When the photographer's product was still made with film, light and
chemicals, she handed it to the prepress expert as an analog viewable
graphic. The prepress expert used a high volume scanner with
proprietary, built in RGB to CMYK tables. The photographer wasn't
concerned with RGB and could look to the prepress expert to secure
the quality of the image on the printed page.
When the photographer's product evolved into RGB data composited and
color retouched on the desktop, then from the prepress expert's point
of view the photographer became responsible for the RGB data that
serves as input to all CMYK conversions, and from the photographer's
point of view the proprietary, prelinked RGB to CMYK tables in the
scanner's firmware didn't secure the quality of the image on the
printed page as the tables couldn't be loaded into desktop publishing
software.
The ICC framework resolves this conflict by splitting the proprietary
and prelinked RGB to CMYK tables in two. An input RGB to connection
space profile and an output connection space to CMYK space profile.

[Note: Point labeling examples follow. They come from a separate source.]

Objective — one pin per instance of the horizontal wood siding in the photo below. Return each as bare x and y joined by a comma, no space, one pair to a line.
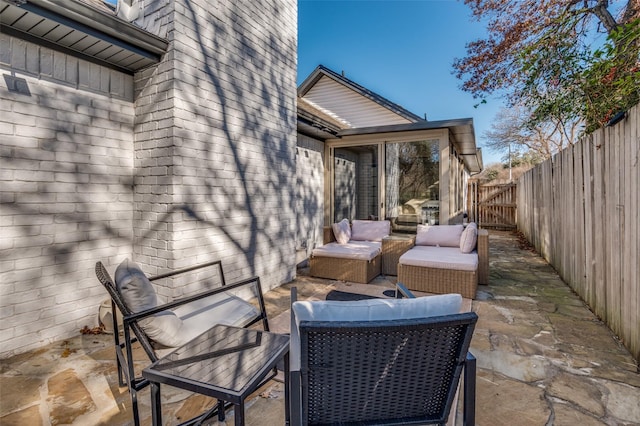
349,106
580,210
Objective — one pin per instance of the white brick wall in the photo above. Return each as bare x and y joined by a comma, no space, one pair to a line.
65,191
191,160
228,118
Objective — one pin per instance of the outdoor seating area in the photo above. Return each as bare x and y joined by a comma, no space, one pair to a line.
446,259
542,357
438,259
161,328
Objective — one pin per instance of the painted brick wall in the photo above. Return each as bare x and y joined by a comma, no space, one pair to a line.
65,190
191,160
223,104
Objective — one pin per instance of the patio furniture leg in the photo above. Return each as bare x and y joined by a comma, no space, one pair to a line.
156,409
221,413
134,406
238,416
469,415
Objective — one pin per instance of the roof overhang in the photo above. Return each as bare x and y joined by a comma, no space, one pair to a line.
79,29
322,71
461,135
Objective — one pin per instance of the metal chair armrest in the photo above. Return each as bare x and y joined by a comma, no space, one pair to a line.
402,291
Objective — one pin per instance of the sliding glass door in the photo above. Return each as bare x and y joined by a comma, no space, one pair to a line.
412,189
403,177
355,183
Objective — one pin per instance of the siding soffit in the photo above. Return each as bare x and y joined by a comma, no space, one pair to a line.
88,29
327,97
350,103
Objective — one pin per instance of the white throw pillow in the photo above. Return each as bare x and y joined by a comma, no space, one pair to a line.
342,231
469,238
439,235
138,294
370,230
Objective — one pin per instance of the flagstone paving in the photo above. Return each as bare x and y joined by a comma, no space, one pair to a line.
543,359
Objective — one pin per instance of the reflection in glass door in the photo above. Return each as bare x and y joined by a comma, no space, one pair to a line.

Usually an output monitor RGB profile is added to the chain for
softproofing, and an output color printer CMYK profile for proof
printing, too.
This way the photographer becomes repsonsible for color managing the
studio scanner, monitor and color printer, and the prepress expert
for color managing the print production process. Whether RGB is
converted into CMYK in the studio or in the print shop doesn't matter
any more, the results are the same.
However, the photographer is harder pressed commercially because in
the eyes of her customers her equipment is cheaper than the prepress
experts. This by definition means she is considered less
knowledgeable, and must work harder to experiment and learn in order
to extend her creative control. The longterm effect of this imbalance
is going to be that learning from her inkjet and her print profiling
software, she will soon be teaching the prepress expert the basics of
quality separation, chiefly because as a photographer she is much
more visually critical and much more bent on iterative
experimentation than the prepress expert who once served her.
The modular ICC framework has enabled this change in the division of
labour, but it can't change industry mindsets overnight, and it can't
make software developers dream up intelligent and conceptually
consistent implementations. But I wouldn't say that a little
punishment directed to that end is altogether a waste of time -:).